Python contact angle image processing analysis

A python script that follows a simple logical progression to reliably measure contact angles from image or video files. While the traditional methods for contact angle analysis typically rely on the user drawing tangent lines to droplets, which is both time consuming and can lead to bias in the analysis results, we attempt to automate this analysis to make the process both more robust and more amenable to high throughput data generation. The logic we use for this process is highlighted below:

Logic flow


The analysis script can be installed by cloning the repository into your desired working directory or via the following:

$ pip install droppy

With the pip installation, the main script can be run from the command line by calling droppy; otherwise it must be run from within a Python instance (see Use section below).

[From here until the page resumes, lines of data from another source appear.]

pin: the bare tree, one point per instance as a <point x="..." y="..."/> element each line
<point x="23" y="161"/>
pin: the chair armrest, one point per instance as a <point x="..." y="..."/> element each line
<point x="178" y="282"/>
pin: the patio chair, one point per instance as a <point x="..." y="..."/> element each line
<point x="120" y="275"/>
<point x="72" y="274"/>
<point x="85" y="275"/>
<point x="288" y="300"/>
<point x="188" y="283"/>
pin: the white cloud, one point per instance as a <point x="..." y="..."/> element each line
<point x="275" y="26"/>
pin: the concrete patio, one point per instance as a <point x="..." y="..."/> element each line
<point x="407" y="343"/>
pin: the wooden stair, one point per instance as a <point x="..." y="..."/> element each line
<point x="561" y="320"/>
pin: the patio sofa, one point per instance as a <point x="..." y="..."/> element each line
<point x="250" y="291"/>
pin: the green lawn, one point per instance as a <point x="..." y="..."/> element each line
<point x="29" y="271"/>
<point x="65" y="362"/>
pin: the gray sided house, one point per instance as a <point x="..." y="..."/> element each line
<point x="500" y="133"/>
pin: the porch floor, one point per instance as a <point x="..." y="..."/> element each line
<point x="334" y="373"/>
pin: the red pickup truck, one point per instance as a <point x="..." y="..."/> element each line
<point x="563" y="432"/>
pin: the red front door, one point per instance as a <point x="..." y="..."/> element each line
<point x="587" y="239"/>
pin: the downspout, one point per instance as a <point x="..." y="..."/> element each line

The following packages must already be installed in your Python environment to contribute to the development of this project:

  • numpy
  • scipy
  • scikit-image
  • imageio
  • matplotlib
  • setuptools
  • wheel
  • twine
  • pytest
  • pip:
    • imageio-ffmpeg
    • pytest-subtests
    • pytest-cov


Depending on the installation choice, the script can either be run from the command line:

$ droppy path/to/files/of/interest

If you have installed as a developer, you can use the script by calling the main() function from the file

Parameter Definitions

The relevant threshold parameters that define where the tangent lines, baseline, and circle will be identified are most easily explained through the image below:

Threshold example image

These parameters can be accessed through the flags --baselineThreshold, --circleThreshold, and --linThreshold respectively. Additional flags can be set and can be shown from the help accessed by

$ droppy --help


A GitHub pages site with the full documentation and API is provided here


Contact angle measurement automation has also been performed by mvgorcum, which uses a different approach to fitting the tangents, but inspired our work here.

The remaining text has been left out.